December 23, 2017 by  Filed under: Computer 

The Sims is an old series spanning both consoles and PC, with its first entry in the series appearing in February 2000, over 11 years ago. Its roots go even deeper than that since The Sims games are actually based on the ubiquitous fan-favorite SimCity series, with that series first appearing in 1989. Lots of history, and lots of architectural triumphs. 

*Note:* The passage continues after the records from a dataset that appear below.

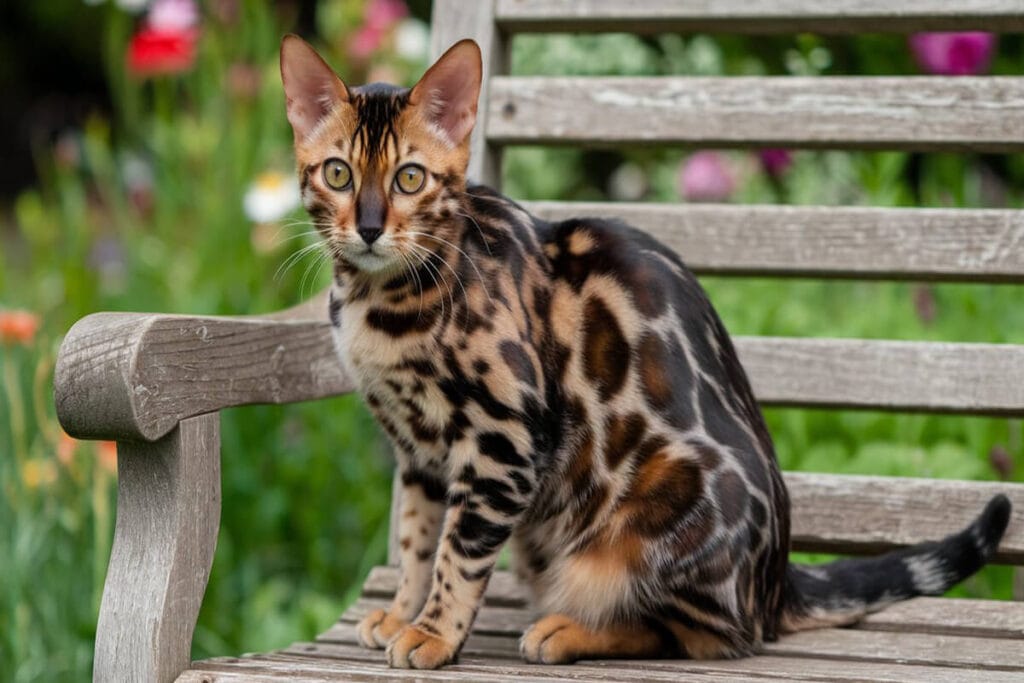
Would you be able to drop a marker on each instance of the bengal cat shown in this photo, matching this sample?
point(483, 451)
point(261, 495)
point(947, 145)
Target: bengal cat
point(563, 387)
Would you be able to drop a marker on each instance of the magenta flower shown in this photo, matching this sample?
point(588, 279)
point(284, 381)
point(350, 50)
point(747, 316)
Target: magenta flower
point(705, 177)
point(775, 162)
point(953, 53)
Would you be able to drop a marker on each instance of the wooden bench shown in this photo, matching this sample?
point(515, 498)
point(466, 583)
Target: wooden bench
point(155, 383)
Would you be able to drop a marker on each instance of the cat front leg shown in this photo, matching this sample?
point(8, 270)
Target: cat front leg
point(421, 513)
point(493, 489)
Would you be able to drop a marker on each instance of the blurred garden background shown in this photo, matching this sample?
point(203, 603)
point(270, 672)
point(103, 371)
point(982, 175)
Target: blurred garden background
point(145, 164)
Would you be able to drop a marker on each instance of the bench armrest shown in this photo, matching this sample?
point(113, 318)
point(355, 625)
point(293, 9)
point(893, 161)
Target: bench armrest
point(155, 384)
point(136, 376)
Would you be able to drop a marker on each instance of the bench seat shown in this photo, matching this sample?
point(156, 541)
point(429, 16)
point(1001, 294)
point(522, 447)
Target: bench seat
point(924, 639)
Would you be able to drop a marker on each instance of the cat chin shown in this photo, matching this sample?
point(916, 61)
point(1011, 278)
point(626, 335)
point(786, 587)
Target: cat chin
point(374, 264)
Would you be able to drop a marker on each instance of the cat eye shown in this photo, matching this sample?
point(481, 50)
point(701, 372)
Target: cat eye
point(410, 179)
point(337, 174)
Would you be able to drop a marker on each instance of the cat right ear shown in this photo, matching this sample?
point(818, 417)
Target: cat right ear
point(311, 87)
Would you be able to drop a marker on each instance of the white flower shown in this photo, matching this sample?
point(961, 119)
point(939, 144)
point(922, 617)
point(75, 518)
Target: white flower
point(412, 40)
point(133, 6)
point(172, 15)
point(270, 197)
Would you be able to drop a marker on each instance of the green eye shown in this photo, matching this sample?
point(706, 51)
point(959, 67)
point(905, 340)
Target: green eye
point(410, 179)
point(337, 174)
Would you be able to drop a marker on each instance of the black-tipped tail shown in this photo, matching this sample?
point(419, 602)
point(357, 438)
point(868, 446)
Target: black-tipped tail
point(842, 592)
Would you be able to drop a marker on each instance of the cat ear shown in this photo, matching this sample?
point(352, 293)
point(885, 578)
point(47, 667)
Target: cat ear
point(311, 88)
point(450, 89)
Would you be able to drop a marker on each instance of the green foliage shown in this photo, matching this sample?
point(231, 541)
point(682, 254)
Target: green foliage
point(305, 487)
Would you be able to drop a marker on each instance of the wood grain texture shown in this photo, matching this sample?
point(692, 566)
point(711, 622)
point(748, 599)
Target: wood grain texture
point(167, 521)
point(499, 654)
point(135, 376)
point(129, 376)
point(497, 627)
point(981, 619)
point(835, 16)
point(866, 514)
point(896, 113)
point(963, 245)
point(938, 377)
point(453, 20)
point(815, 664)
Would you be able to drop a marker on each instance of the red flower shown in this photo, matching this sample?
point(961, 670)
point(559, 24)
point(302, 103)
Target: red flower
point(153, 52)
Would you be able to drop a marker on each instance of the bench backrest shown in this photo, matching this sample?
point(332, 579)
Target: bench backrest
point(843, 514)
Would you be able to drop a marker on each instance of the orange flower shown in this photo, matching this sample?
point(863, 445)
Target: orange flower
point(108, 452)
point(38, 472)
point(17, 326)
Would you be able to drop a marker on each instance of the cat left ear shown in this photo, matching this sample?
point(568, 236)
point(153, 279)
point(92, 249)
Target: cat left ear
point(311, 87)
point(450, 90)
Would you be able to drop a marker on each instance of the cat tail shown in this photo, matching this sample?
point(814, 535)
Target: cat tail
point(844, 591)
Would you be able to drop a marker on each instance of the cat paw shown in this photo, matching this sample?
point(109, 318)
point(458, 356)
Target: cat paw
point(378, 628)
point(416, 648)
point(554, 639)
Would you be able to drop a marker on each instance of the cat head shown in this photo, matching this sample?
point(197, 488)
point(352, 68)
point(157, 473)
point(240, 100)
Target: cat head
point(381, 167)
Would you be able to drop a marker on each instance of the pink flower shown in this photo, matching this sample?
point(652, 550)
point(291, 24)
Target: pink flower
point(366, 41)
point(953, 53)
point(381, 14)
point(172, 15)
point(705, 177)
point(154, 52)
point(775, 162)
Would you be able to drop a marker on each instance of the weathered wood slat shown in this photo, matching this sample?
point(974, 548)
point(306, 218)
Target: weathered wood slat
point(499, 651)
point(167, 523)
point(348, 664)
point(758, 15)
point(897, 113)
point(846, 644)
point(986, 379)
point(928, 649)
point(833, 242)
point(127, 376)
point(866, 514)
point(135, 376)
point(980, 619)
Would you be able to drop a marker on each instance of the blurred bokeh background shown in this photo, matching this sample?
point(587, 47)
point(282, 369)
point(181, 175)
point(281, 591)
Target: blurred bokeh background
point(145, 164)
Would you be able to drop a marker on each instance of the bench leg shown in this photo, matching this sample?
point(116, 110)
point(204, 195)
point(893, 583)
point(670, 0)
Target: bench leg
point(167, 522)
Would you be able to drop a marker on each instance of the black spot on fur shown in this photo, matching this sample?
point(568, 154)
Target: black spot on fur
point(605, 352)
point(518, 361)
point(500, 449)
point(398, 324)
point(334, 309)
point(433, 488)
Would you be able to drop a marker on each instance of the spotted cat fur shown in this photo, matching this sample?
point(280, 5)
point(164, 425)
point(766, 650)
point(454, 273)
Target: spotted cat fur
point(564, 388)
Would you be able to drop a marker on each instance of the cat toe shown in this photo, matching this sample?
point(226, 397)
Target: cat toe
point(366, 631)
point(551, 640)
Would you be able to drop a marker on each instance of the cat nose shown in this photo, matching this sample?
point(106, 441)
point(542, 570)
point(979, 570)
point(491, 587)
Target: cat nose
point(370, 235)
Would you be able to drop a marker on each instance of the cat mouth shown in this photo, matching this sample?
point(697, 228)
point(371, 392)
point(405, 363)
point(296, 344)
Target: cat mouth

The series continues to build its history with the latest entry in the series, The Sims Medieval. Although entirely different in plot than its predecessors, the gameplay still retains its Maxis/Electronic Arts quality.All of the prior games in The Sims series were based in the present time line; this of course changes now since this game is based in medieval times. While the earlier games were based on socializing, building a business, or making a family, this game focuses your efforts on constructing your own kingdom from the ground up. The game is also quest-driven, meaning you accomplish tasks to further your efforts of gaining funds, fame and fealty. The game takes away the task of designing buildings with meticulous effort that was found in the earlier Sims games; instead of that, this game directs most your efforts to growing your kingdom, making it similar to games such as Fable III.As for the technical specifications of this game, it’s just about the same as the previous entries. It is based on The Sims 3 engine, which is the engine that was used on the game of the same name back in 2006, which was five years ago. This means you shouldn’t expect anything groundbreaking or innovating, especially if you’ve played The Sims 3. It’s a pretty moderate offering in the graphics area as well; it uses DirectX 9.0, so it won’t be displaying the most cutting-edge graphics. The lighting seems to be a bit better than The Sims 3, however, so there have been some improvements on the aesthetics of the game. The terrain is probably at the forefront of the improvements; they’re no longer the flat, dull plains that were featured in the previous games. Instead, they’re more realistic representations of terrain and contribute to the medieval feeling that this game should have.Overall, the game is worth checking out, even if you aren’t a diehard Sims fan. If you’re in love with the series, you’ll find comfort and familiarity in this game for sure. The kingdon-erecting concept, although incessantly overdone in the gaming industry, is pulled off pretty well, and the physical construction of the kingdom does leave room for the users to be unique. If your prerogative is graphics-gawking, I’d give this game a pass. Otherwise, it’s worth it to put some hours in to become a king, find the right queen, make some heirs, and all that jazz.